Il a fréquenté l'Université d'Orléans à partir de 1623 et a reçu une licence en droit civil en 1626, avant de se déplacer à Bordeaux. À Bordeaux, il a commencé ses premières recherches mathématiques sérieuses, et en 1629 il a donné une copie de sa restauration du De Locis Planis d'Apollonius à l'un des mathématiciens là-bas. Certainement, à Bordeaux il était en contact avec Beaugrand et pendant cette période il a produit un travail important sur les maxima et minima qu'il a donné à Étienne d'Espagnet qui partageait clairement les intérêts mathématiques avec Fermat. Là, il a été très influencé par les travaux de François Viète.
En 1630, il a acheté le poste de conseiller au Parlement de Toulouse, l'une des hautes cours de justice en France, et a prêté serment par la Grand Chambre en mai 1631. Il a occupé ce poste pour le reste de sa vie. Fermat put ainsi se permettre de changer son nom de Pierre Fermat à Pierre de Fermat. Le 1er juin 1631, Fermat a épousé Louise de Long, une cousine au quatrième degré de sa mère Claire de Fermat née de Long. Les Fermat avaient huit enfants, dont cinq ont atteint l'âge adulte : Clément-Samuel, Jean, Claire, Catherine, et Louise.

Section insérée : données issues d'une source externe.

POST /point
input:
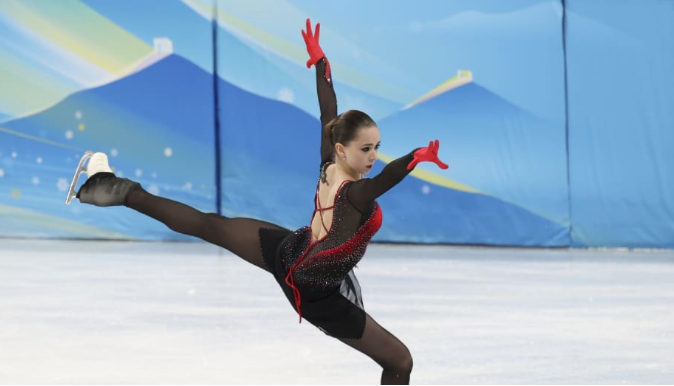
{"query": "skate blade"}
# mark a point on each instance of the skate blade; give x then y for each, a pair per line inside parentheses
(72, 193)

Parlant couramment six langues français, latin, occitan, grec classique, italien et espagnol, Fermat était loué pour ses vers écrits en plusieurs langues et ses conseils étaient vivement recherchés concernant l'émendation des textes grecs. Il a communiqué la plupart de ses travaux dans des lettres à des amis, souvent avec peu ou pas de preuve de ses théorèmes. Dans certaines de ces lettres à ses amis, il a exploré beaucoup des idées fondamentales du calcul avant Newton ou Leibniz. Fermat était un avocat formé qui rendait les mathématiques plus un passe-temps qu'une profession. Néanmoins, il a apporté des contributions importantes à la géométrie analytique, aux probabilités, à la théorie des nombres et au calcul. Le secret était courant dans les cercles mathématiques européens à l'époque. Cela a naturellement conduit à des différends de priorité avec des contemporains tels que Descartes et Wallis.

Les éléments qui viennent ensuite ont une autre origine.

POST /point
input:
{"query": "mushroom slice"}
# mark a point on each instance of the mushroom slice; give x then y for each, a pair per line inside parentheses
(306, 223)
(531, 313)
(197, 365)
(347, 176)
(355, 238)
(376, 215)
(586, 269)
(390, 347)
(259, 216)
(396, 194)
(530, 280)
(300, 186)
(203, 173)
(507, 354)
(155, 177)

Anders Hald écrit que, « La base des mathématiques de Fermat était les traités classiques grecs combinés avec les nouvelles méthodes algébriques de Vieta. »
Travaux
Le travail novateur de Fermat en géométrie analytique Methodus ad disquirendam maximam et minimam et de tangentibus linearum curvarum a circulé sous forme de manuscrit en 1636 basé sur les résultats obtenus en 1629, prédatant la publication du célèbre La géométrie de Descartes en 1637, qui exploitait ce travail. Ce manuscrit a été publié à titre posthume en 1679 dans Varia opera mathematica, en tant qu'Ad Locos Planos et Solidos Isagoge Introduction aux Loci Plans et Solides.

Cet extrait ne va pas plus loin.